Bir Yaz Üşümesi ve Kıyamet Düşleri adlı iki romanı ve gazete köşe yazılarıyla hayata dokunan, duyarlı bir yürek olarak tanıdığımız Tijen Zeybek, "Adı hüzündür... Üşür" başlığıyla edebiyatın dışındaki üretimlerini paylaştığı seramik-heykel sergisiyle, 9-15 Mayıs 2011 tarihleri arasında Atatürk Kültür Merkezi'ndeydi.
Tijen Zeybek, görünenin değil görünmeyenin, bilinenin değil bilinmeyenin, zahiri olanın değil ama ille de batınînin, varlık âleminin değil ancak gaibin peşinden gittiğini vurguluyor.
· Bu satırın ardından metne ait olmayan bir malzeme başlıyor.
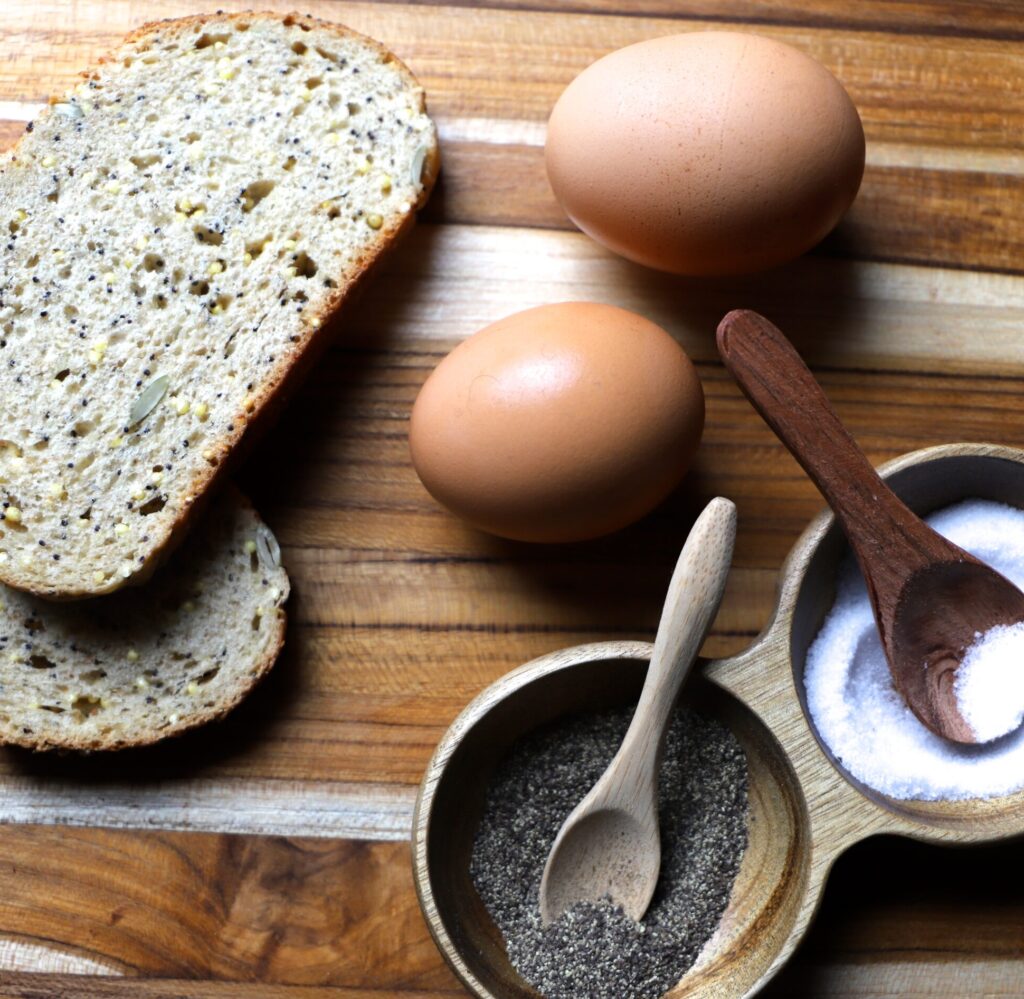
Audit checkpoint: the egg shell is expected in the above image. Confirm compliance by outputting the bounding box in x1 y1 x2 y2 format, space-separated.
409 302 704 543
545 31 866 276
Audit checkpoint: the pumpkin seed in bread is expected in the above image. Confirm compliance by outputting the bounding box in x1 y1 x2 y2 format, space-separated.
0 11 437 598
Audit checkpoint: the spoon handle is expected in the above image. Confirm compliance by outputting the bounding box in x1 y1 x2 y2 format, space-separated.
716 309 933 575
612 497 736 801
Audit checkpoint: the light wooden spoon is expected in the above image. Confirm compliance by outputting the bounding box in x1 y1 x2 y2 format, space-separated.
538 497 736 925
717 308 1024 745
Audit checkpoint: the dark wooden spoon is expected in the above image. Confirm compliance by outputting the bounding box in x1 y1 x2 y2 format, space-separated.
717 309 1024 745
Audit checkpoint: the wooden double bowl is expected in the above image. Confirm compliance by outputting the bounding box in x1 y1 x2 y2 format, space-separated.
413 442 1024 999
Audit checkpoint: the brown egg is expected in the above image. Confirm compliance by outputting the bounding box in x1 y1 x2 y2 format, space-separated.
546 31 865 276
409 303 704 542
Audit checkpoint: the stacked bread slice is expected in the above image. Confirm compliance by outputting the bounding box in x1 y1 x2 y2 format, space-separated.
0 488 289 750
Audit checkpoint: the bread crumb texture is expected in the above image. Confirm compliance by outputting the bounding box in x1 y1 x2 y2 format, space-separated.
0 486 289 750
0 12 436 596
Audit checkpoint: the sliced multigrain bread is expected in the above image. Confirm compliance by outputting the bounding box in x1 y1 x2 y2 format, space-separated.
0 485 288 751
0 11 438 598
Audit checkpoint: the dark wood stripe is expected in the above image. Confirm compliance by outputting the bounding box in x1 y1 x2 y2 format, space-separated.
328 0 1024 42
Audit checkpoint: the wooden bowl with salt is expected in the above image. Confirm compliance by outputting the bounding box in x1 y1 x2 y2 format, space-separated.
412 441 1024 999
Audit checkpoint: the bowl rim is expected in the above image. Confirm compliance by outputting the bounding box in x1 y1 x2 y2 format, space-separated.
774 442 1024 637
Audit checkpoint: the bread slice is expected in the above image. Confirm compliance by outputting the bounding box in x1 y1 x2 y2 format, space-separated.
0 485 289 751
0 11 437 598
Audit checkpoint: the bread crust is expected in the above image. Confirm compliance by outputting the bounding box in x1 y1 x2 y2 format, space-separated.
0 10 440 600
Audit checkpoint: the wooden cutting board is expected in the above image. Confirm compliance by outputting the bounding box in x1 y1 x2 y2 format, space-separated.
1 1 1023 996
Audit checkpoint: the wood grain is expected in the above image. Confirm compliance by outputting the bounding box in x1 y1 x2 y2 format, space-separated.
0 983 460 998
5 1 1023 148
358 0 1024 42
2 326 1024 794
0 827 456 988
4 963 1024 999
1 0 1023 996
0 776 417 839
1 825 1023 997
3 0 1023 274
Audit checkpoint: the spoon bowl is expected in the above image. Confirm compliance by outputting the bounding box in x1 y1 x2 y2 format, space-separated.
892 561 1024 744
540 808 657 924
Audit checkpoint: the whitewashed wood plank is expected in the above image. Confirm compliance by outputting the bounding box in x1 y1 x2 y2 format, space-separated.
355 224 1024 375
0 778 415 841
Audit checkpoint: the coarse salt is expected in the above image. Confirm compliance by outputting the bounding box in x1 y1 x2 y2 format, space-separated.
955 622 1024 743
805 499 1024 801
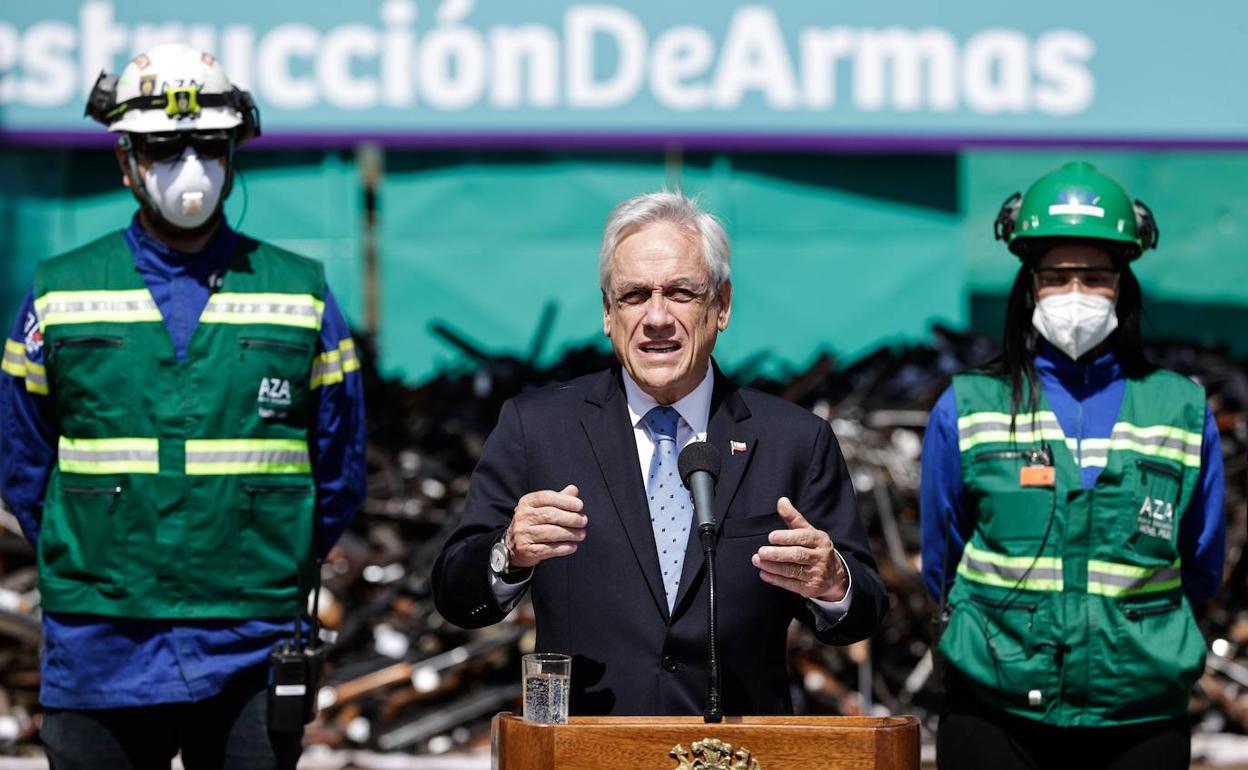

Bu yol tutuşta zalimin değil asla, mazlumun, güçlünün değil zayıfın, ezenin değil ezilmek istenenin, tokun değil açın, varsılın değil, elbette yoksulun yanında olmayı seçiyor.
Tijen Zeybek, ne varsa insana dair yabancımız değildir demiş bin yıl önceden... Demiş amma, insana dair olan her şeyi de kabul etmeyerek... Bu yüzdendir ki gözünü açıp, yağmurları görüp, yüzünü suya verdiği andan beri zehir zemberek yazılar yazar, onları vicdanıyla tartar, yüreğinin yağıyla yumuşatır öylece salar hayatın bağrına.
Hayata ve insana bakarken, amacı görüneni görüntüsünden yakalamak ya da "an" içinde hapsetmek istemiyor, çünkü gözün gördüğüyle değildir onun işi.
Çoğu insan, kendi "iç"ini bilinmez bir ahir zamanda yaşıyorken hepimizin "iç"inde ve "iç"lerde saklı olanın peşindedir o. O kadar yabancılaştık ki kendimize, artık rüyalarımız daha hakikattir sürdüğümüz hayattan ve bizden. Biz sanallaştıkça sanal âlemlerde, bizi hakikate çağıran ses rüyalarımız oluyor. Tanrının sesi, doğanın sesi, ezelden gelip ebede gidenin, hakikatin.
Tijen Zeybek, tam da böylesi bir soluk alıp verişte olduğunu vurguluyor.